Every time I strain an amount of fermented feed from my jar, I add the same amount of dry feed back into it. Give a stir, recover with a lid, and strain more feed the next day. This is the easiest way to keep your lacto-fermentation going without starting over. You can keep reusing the same liquid, especially since it already has all that good bacteria floating around in it, which speeds up the fermentation of new grains.

 At feeding time, I bring the chickens a scoop or two of fermented feed and clear the dish when it’s empty. I don’t leave fermented feed out for a long period of time since the bacteria is most beneficial when it’s served fresh. Only leave enough feed out that your chickens can finish within half an hour. 

When I confine my chickens to their run all day (no foraging or treats), I’ve estimated that each one eats about one cup of dry feed per day. When I give them fermented feed, it seems they eat half that amount. At the end of the day, their crops are nice and full.
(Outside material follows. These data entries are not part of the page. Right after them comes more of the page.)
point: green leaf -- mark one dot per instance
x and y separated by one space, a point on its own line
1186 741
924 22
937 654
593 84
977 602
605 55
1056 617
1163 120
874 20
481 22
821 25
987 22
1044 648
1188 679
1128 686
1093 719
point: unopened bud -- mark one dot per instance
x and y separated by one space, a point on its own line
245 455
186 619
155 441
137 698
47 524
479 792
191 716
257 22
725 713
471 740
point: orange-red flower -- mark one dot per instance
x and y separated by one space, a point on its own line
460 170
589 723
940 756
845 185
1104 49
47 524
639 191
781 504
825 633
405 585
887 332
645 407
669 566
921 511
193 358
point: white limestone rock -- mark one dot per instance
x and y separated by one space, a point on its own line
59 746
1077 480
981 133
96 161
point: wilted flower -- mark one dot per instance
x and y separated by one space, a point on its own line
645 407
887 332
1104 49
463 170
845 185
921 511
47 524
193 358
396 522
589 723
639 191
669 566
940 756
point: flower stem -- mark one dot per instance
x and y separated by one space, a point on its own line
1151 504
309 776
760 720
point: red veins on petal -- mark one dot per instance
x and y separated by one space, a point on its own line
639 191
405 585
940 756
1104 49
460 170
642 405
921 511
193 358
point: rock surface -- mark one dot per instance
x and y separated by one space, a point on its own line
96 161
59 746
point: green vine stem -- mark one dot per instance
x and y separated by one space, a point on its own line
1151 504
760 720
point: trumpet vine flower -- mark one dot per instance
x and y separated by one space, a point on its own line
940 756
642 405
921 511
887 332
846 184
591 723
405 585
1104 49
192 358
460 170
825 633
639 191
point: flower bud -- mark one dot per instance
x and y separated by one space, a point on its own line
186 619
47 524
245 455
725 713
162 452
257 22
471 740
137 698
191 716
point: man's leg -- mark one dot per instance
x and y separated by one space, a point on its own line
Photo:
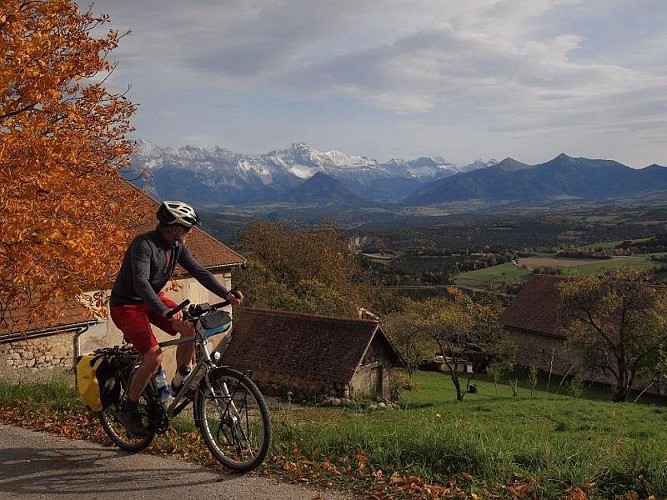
144 373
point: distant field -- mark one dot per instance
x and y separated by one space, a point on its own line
487 277
511 273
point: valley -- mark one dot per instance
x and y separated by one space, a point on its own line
486 246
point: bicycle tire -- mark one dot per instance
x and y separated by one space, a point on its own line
116 431
240 439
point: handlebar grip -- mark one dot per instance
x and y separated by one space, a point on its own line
179 307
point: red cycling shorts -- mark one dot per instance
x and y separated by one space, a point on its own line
134 320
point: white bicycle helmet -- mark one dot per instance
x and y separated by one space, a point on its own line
177 212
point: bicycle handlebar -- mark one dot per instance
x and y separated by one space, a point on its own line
178 308
196 310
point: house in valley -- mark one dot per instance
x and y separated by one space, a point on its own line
312 356
532 322
41 347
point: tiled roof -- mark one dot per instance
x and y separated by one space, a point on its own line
535 308
303 345
17 321
207 250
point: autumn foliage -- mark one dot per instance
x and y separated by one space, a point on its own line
62 141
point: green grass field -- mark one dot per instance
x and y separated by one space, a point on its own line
540 444
511 273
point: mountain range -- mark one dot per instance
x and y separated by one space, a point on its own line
302 175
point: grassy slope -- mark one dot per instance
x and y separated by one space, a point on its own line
543 445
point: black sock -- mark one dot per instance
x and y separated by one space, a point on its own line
131 406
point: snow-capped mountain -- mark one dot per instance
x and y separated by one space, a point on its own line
220 176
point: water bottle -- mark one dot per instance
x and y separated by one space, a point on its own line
162 385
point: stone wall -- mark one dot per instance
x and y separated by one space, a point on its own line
551 354
48 356
546 353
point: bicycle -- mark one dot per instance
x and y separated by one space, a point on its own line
229 409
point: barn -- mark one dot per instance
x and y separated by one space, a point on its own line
312 356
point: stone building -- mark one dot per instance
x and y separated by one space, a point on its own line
312 356
40 348
532 321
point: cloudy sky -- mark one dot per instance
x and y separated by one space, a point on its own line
526 79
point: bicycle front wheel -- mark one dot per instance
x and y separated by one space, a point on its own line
234 420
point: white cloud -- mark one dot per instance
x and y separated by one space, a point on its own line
502 70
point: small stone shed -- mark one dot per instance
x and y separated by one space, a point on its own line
312 356
45 347
531 322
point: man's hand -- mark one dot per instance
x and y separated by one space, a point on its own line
235 297
176 317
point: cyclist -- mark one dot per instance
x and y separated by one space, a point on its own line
137 300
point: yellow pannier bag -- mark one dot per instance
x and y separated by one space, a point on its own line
97 381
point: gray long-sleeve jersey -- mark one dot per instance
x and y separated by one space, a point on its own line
144 271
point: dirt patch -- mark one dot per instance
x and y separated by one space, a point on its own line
534 262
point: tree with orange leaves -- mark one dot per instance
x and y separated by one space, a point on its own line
62 142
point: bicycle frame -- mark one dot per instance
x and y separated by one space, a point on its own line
203 366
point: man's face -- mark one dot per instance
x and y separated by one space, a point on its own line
178 233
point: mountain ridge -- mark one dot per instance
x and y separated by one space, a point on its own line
222 177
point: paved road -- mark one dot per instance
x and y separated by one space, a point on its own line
36 465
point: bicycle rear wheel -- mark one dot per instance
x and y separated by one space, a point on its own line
116 431
234 420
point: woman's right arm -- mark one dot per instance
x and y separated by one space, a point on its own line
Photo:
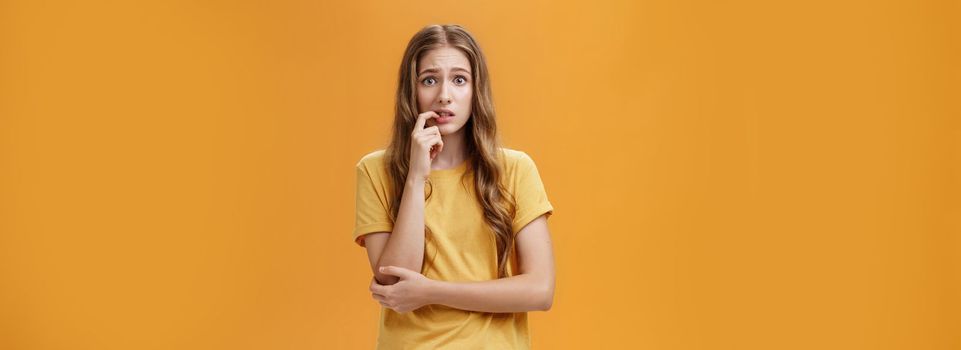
404 246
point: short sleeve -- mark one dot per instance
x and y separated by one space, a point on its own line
529 194
371 206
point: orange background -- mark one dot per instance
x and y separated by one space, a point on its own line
726 175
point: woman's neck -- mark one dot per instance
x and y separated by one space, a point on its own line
453 153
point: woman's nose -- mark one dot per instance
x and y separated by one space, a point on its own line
445 94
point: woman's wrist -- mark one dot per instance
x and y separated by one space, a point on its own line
412 181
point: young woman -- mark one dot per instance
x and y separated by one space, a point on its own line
455 226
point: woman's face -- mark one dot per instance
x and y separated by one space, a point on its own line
444 86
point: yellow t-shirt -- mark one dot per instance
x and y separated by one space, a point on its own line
462 249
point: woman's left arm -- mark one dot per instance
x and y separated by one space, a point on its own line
530 290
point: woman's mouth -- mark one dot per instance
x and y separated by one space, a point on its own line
444 117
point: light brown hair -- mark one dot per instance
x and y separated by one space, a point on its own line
484 156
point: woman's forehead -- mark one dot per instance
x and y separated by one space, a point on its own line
443 59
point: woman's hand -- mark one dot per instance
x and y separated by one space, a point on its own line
409 293
425 144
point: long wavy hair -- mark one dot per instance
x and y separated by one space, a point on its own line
481 143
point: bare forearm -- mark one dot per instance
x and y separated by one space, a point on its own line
405 247
520 293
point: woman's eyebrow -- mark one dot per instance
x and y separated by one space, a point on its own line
435 70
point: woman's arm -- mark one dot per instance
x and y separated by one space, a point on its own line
403 247
531 290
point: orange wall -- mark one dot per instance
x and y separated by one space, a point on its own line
726 175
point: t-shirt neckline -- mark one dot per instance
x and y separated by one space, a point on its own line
450 172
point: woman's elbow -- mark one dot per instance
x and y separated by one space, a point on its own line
546 299
385 279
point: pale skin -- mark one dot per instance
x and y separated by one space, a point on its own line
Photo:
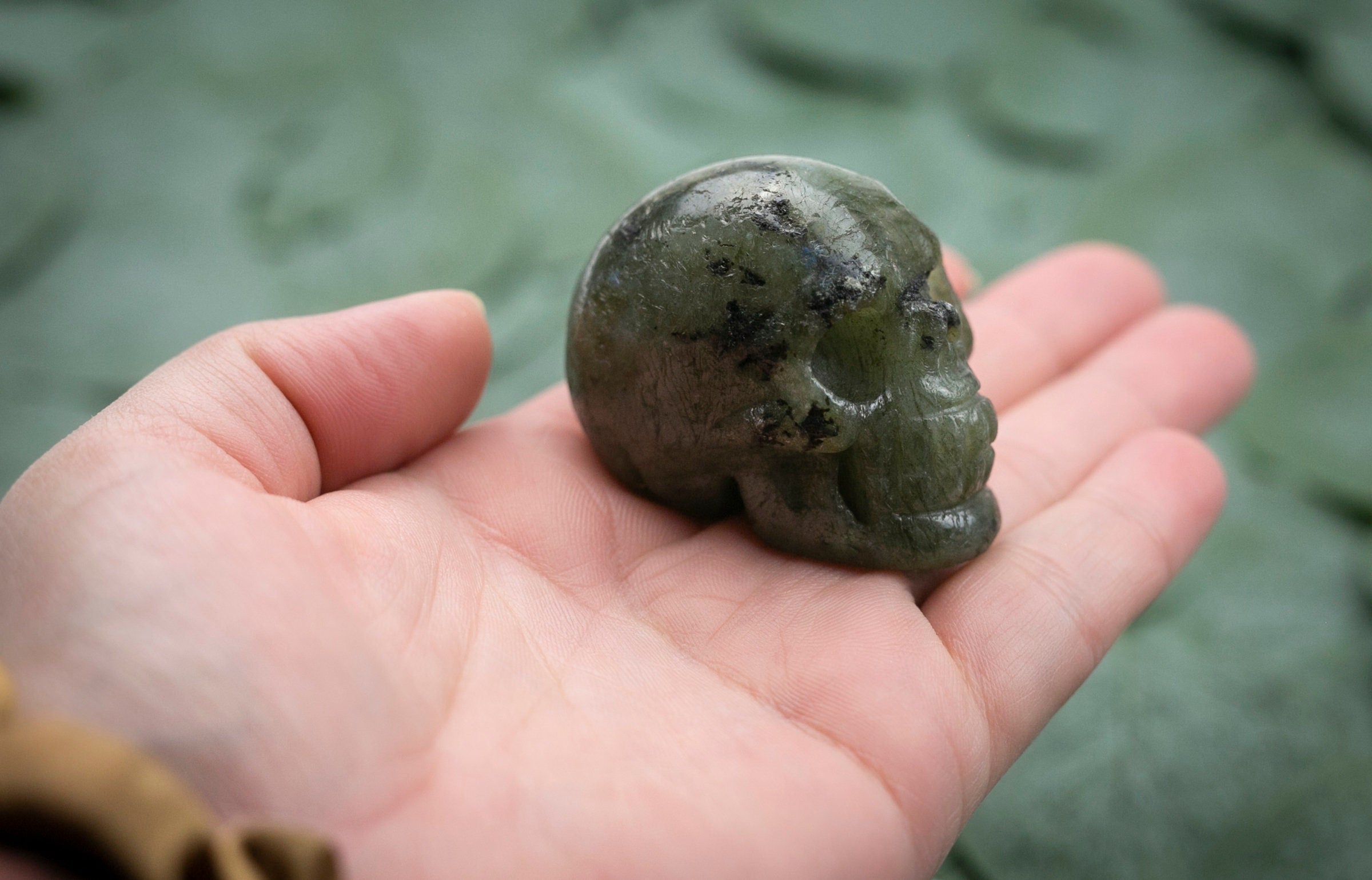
279 564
While this is no scientific study on how much less they’re eating of the wet versus dry feed, I think it’s safe to say they do eat less feed when it’s fermented. 

I don’t give fermented feed to my chickens every day. This is mostly because I’m not always home, and lack the time and resources to bring them fresh feed every day. But I also believe in balance when it comes to food; while I’ve yet to come across any reports of someone getting sick from consuming too many probiotics, I feel moderation is best. Most of us don’t eat fermented foods as our main course every day, and our chickens probably shouldn’t either.